Für Kanzleien und Steuerberatungen hängt die Förderfähigkeit von Rechtsform und Vorhaben ab; welche Programme in Frage kommen, sagt verbindlich die Förderstelle. Wir liefern die technische Beschreibung, die ein Antrag braucht, siehe Öffentliche Förderung.

Kanzleien in Rosenheim und Umgebung

Wir betreuen Rechtsanwaltskanzleien, Steuerberatungen und Notariate in Rosenheim, Bad Aibling, Kolbermoor, Raubling, Bruckmühl, Wasserburg am Inn, Prien am Chiemsee und im Großraum München.

Sprechen Sie uns an: 08031 6169640 oder Kontaktformular.

Häufige Fragen

Dürfen wir aus dem Homeoffice arbeiten?

Ja, über einen verschlüsselten Zugang mit Zwei-Faktor-Anmeldung. Eine offene Freigabe ins Internet richten wir nicht ein.

Kennen Sie unsere Kanzleisoftware?

Wir betreuen die Umgebung, in der sie läuft, und stimmen uns bei Bedarf mit dem Hersteller ab. Den fachlichen Support leistet weiterhin der Anbieter.

Wie lange bewahren wir Daten auf?

Die Fristen gibt Ihr Berufsrecht vor, nicht die Technik. Wir richten Sicherung und Archiv so ein, dass die von Ihnen genannte Frist eingehalten werden kann.

Können Mandanten unser WLAN nutzen?

Ja, über ein getrenntes Gästenetz ohne Zugang zum Kanzleinetz.

Was passiert bei einem verlorenen Notebook?

Bei verschlüsselten Geräten mit Fernlöschung bleibt es ein Sachschaden. Wir richten das bei der Übergabe ein.

Was passiert mit dem Fristenkalender bei einem Systemausfall?

Er wird wie jedes andere kritische System gesichert und geprüft zurückgespielt. Zusätzlich empfehlen wir einen aktuellen Ausdruck als Rückfallebene für den Fall, dass gar kein System erreichbar ist.

Können mehrere Standorte auf denselben Mandantenbestand zugreifen?

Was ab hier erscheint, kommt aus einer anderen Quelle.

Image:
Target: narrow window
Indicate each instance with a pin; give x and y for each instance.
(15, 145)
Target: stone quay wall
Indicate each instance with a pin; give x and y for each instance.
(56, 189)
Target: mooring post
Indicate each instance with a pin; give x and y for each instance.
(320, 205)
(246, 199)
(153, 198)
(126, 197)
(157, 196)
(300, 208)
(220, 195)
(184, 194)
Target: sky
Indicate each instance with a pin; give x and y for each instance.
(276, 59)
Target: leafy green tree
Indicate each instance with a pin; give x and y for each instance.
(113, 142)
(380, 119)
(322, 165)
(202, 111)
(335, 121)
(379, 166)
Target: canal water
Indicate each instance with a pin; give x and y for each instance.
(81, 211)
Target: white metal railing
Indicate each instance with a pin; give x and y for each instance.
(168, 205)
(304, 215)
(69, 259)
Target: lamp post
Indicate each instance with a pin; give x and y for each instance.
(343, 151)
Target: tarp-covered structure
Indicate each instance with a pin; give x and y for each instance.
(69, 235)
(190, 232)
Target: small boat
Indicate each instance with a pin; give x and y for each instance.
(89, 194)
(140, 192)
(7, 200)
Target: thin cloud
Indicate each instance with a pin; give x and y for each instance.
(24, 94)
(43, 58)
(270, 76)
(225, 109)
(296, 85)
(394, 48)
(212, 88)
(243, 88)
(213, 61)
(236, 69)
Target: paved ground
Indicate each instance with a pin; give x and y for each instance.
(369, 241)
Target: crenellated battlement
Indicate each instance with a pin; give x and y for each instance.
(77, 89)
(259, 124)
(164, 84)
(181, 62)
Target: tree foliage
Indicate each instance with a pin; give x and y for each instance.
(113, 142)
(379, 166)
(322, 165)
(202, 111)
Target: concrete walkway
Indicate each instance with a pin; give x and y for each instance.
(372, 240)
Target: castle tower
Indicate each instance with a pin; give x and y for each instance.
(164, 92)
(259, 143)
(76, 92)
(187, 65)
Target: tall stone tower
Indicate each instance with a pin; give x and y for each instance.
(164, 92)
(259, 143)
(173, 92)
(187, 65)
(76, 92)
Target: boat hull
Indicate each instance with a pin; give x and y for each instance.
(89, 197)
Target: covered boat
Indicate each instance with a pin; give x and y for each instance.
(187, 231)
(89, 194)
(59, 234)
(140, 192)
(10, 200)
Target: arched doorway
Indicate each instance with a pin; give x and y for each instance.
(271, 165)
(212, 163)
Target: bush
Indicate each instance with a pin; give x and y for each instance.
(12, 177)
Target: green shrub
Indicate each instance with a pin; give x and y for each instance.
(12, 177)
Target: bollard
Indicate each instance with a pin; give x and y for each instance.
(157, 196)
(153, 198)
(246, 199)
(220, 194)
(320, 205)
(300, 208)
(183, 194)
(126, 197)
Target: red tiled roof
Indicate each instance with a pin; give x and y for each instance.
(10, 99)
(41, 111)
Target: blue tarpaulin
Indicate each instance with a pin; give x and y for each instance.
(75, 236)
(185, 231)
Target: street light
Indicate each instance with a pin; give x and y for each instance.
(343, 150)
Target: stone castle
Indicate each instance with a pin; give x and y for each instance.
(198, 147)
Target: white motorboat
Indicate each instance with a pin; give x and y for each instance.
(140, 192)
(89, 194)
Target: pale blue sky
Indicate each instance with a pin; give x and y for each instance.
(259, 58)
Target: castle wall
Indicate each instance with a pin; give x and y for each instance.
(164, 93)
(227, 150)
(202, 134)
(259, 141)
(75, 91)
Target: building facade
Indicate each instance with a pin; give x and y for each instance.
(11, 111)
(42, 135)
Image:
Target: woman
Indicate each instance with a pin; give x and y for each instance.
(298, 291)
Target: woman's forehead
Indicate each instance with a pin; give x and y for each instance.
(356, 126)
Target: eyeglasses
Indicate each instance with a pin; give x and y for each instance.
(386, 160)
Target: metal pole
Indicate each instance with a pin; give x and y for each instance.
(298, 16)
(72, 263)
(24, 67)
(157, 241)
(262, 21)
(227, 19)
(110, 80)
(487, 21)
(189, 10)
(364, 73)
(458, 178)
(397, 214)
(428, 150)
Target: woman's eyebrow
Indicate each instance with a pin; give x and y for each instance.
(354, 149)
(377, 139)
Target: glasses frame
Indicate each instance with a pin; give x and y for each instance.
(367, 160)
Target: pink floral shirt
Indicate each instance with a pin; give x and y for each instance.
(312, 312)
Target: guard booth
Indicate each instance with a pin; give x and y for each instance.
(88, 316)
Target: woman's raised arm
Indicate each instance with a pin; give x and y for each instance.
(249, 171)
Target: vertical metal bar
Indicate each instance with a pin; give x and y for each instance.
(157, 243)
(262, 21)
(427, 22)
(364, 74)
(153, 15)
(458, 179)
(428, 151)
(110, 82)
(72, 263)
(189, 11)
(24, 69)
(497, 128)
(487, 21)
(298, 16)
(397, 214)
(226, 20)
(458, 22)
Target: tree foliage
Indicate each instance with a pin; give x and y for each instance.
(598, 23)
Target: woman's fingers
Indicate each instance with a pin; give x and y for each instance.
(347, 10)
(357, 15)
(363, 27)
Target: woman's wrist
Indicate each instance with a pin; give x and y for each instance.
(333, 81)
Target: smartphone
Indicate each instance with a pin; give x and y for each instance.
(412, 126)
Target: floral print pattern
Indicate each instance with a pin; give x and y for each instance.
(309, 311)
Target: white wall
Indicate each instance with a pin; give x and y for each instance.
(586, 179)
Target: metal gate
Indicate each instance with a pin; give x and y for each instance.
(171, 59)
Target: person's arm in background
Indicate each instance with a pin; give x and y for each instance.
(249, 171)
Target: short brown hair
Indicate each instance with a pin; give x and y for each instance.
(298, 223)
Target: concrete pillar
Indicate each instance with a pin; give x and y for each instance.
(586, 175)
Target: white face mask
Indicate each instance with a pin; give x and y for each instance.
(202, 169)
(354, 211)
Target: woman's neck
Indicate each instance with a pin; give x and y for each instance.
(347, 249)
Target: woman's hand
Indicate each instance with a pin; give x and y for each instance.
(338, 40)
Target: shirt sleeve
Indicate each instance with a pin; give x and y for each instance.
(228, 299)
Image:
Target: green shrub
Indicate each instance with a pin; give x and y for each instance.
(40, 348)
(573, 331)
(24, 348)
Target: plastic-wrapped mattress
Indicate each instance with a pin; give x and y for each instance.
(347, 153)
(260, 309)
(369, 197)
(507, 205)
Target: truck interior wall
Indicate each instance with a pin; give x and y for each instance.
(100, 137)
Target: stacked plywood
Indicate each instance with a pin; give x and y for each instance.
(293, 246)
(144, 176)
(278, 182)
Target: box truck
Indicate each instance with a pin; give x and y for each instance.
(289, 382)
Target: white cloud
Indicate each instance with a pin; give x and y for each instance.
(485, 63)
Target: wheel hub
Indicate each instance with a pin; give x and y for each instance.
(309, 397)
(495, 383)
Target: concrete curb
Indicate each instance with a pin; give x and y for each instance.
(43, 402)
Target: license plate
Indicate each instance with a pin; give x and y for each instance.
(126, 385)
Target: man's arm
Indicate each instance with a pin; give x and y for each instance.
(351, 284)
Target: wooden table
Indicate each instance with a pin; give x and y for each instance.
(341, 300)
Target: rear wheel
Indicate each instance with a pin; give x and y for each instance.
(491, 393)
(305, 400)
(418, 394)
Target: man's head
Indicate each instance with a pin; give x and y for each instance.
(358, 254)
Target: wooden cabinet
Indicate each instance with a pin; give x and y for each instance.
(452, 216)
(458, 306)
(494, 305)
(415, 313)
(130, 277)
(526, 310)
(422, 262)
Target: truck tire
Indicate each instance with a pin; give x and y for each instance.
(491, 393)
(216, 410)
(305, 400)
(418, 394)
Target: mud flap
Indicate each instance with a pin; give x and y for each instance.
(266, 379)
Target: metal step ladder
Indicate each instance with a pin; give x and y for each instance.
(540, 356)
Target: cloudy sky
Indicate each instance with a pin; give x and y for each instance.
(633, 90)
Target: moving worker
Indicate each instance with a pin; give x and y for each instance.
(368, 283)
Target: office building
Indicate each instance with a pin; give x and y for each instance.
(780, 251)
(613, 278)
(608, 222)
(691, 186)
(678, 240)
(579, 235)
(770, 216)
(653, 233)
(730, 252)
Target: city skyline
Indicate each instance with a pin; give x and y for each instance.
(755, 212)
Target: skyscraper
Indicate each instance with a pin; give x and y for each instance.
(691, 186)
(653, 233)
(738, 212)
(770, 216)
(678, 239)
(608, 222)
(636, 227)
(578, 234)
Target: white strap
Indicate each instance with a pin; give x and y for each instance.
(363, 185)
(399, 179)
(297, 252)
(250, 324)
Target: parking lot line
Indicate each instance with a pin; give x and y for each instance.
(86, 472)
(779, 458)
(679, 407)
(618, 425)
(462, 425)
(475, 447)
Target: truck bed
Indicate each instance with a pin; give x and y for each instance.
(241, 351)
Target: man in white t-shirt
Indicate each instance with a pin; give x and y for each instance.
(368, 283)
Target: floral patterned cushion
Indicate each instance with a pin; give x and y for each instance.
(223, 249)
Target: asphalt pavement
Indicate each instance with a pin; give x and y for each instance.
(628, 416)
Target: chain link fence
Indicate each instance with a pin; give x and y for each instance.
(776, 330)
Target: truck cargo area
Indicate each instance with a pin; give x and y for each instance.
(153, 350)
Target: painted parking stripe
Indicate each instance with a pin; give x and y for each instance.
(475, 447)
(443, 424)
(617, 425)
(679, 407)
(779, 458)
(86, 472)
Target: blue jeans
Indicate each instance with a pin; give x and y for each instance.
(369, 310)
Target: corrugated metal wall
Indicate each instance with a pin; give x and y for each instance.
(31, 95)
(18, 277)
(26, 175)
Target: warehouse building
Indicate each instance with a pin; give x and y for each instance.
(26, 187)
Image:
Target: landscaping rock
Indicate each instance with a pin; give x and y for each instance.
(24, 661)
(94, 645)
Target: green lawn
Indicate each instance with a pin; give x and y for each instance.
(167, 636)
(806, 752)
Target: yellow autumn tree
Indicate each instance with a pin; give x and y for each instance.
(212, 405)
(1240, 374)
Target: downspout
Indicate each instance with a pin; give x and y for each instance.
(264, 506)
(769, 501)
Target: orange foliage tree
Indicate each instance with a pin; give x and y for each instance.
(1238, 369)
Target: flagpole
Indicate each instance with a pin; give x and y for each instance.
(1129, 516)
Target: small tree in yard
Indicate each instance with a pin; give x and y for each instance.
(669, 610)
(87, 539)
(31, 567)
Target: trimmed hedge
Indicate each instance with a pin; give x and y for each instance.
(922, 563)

Ja, über eine zentrale Kanzleisoftware mit gesichertem Zugriff von jedem Standort. Die Rechte werden weiterhin je Mandat und Person vergeben, nicht pauschal je Standort.

Wir fangen bei Ihren Akten an

Daraus ergibt sich, wer was sehen darf und wie lange es bleiben muss.